5) Optimization of the extraction process

5a) A permanent magnet gradient corrector has been designed. It provides radial focusing to the extracted beam.
5b) Harmonic coils that are used to optimize the beam extraction have been included in the FEM model.
5c) Parametrized tools have been developed for automatic generation of FEM models of the harmonic coils.
5d) A dedicated program has been written to find the cyclotron settings that give the maximum extraction efficiency.

Data generated during the design study of the InnovaTron cyclotron has been shared with the worldwide specialized accelerator community by publications openly accessible on the Internet. The main simulation results have been presented at multiple accelerator conferences and the proceedings have been published on the public accessible JACOW website. They have also been presented at the annual congress of the Italian Physical Society, specialized workshops and seminars in high schools and universities.
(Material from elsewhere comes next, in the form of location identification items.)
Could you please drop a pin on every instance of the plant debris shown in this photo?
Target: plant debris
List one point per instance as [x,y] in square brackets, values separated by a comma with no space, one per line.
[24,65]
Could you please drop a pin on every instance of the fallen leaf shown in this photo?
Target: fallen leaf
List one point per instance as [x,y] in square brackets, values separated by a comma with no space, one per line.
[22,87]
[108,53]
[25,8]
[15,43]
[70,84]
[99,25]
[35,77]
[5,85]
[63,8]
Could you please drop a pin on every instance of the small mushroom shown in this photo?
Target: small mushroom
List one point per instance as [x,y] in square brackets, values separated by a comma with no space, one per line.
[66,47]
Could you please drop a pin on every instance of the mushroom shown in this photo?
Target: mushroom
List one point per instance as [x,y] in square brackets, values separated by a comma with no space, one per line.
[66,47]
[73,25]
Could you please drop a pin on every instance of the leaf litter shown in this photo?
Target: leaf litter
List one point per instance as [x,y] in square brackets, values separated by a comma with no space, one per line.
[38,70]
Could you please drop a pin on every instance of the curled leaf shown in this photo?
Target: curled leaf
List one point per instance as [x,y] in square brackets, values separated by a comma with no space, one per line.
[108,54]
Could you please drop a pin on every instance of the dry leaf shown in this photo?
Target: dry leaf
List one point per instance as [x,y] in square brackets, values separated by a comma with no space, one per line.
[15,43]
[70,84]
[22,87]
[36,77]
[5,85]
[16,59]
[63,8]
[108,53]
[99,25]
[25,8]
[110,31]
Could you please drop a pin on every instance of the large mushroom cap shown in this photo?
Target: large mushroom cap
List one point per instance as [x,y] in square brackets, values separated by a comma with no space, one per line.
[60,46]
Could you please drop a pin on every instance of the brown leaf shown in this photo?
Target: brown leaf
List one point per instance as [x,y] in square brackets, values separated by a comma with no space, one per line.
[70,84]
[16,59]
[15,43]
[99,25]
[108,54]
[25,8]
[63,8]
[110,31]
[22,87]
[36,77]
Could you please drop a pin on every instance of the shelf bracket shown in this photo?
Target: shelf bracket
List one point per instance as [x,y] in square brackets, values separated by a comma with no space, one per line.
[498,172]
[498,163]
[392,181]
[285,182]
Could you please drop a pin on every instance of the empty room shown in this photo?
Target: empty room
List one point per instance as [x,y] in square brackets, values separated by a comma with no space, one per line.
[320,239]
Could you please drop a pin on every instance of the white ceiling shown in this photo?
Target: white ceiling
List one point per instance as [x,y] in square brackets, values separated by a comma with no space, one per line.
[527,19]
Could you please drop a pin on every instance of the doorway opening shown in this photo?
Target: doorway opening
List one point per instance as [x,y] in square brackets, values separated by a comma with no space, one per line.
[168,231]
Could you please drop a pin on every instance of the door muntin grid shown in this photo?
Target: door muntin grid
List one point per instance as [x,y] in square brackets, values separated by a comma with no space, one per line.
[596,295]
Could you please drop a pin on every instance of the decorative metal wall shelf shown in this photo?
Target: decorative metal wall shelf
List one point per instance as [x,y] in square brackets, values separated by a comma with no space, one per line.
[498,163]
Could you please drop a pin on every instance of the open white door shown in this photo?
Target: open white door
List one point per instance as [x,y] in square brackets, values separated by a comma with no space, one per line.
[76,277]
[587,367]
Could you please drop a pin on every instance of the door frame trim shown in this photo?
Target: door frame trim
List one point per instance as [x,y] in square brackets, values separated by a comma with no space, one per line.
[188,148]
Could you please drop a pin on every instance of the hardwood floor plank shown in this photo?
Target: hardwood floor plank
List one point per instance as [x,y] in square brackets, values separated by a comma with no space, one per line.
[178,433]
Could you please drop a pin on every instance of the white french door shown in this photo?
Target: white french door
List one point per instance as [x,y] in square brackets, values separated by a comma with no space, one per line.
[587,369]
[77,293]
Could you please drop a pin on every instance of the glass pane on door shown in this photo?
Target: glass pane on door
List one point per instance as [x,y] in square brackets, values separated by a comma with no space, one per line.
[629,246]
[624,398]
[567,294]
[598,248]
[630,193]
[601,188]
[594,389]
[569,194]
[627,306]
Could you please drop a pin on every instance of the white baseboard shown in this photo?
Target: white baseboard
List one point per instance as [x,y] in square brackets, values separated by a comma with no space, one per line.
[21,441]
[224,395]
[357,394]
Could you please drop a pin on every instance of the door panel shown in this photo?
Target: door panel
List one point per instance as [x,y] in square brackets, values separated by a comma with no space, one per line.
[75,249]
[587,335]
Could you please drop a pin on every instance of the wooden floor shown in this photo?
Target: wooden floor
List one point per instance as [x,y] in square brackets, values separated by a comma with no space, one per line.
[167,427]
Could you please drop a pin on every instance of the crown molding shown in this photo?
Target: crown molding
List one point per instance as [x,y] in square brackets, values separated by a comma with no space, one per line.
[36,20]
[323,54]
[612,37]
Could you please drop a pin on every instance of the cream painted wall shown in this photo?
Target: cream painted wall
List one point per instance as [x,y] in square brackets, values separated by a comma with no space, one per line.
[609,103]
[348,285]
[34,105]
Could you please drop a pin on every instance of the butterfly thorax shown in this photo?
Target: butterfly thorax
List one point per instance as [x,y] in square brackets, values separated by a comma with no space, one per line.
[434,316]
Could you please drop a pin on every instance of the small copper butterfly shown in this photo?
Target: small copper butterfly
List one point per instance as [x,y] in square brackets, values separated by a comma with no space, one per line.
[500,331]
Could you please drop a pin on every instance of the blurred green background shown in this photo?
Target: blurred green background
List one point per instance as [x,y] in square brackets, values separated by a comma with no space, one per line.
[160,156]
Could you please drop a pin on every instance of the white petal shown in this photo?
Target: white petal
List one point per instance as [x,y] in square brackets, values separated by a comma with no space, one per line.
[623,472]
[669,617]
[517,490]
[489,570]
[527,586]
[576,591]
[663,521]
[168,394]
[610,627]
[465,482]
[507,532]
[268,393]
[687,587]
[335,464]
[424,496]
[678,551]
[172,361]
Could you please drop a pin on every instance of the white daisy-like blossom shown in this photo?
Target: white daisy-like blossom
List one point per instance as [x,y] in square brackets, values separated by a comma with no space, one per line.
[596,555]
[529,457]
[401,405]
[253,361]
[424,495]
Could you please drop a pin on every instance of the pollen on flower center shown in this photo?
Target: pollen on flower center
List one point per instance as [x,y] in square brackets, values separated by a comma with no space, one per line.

The action has allowed for threefold progress beyond the state of the art in the field. The cyclotron community can benefit from the knowledge created by this project and the development of design procedures and tools. First, the project enabled the improvement of the magnet design and the beam-optics of the prototype. It has been realized using high-level computer-aided design and beam physics studies. Second, the action pioneered in developing a self-consistent method for simulation of a space charge dominated beam in the central region. Central region design simulations for cyclotrons with an internal ion source are often complicated by the fact that the initial particle phase space distribution is not well known. Our effort consisted in developing tools and procedures that allowed us to better predict the beam injected in the cyclotron and the beam dynamics in the full cyclotron under space charge conditions. Third, an optimization program has been written for fast optimization of the extraction efficiency, but it can be used in a wide range of applications. This program uses standard optimization routines to optimize a task (project). The task is defined by a user-defined script which is executed by the program in an iterative process. It reads new values of independent variables as suggested by the program, executes the task, and writes its results (new values of the objectives) to a file. The program then resumes and compares the results of the script with the (user defined) objectives to calculate the fitting error and suggest new values for the variables. This process is repeated until the fitting error is smaller than a given tolerance.
The results of simulations have shown that it is possible to achieve an extraction efficiency up to 91% and emittances a factor 3 lower as compared to the original design. Further optimization of the magnet profile at the extraction may allow for the improvement of the extraction efficiency: the creation of a region close to extraction where νr < 1 and decreases gradually in few turns may be used to create a coherent beam oscillation, enabling the increase of the turn separation (precessional extraction).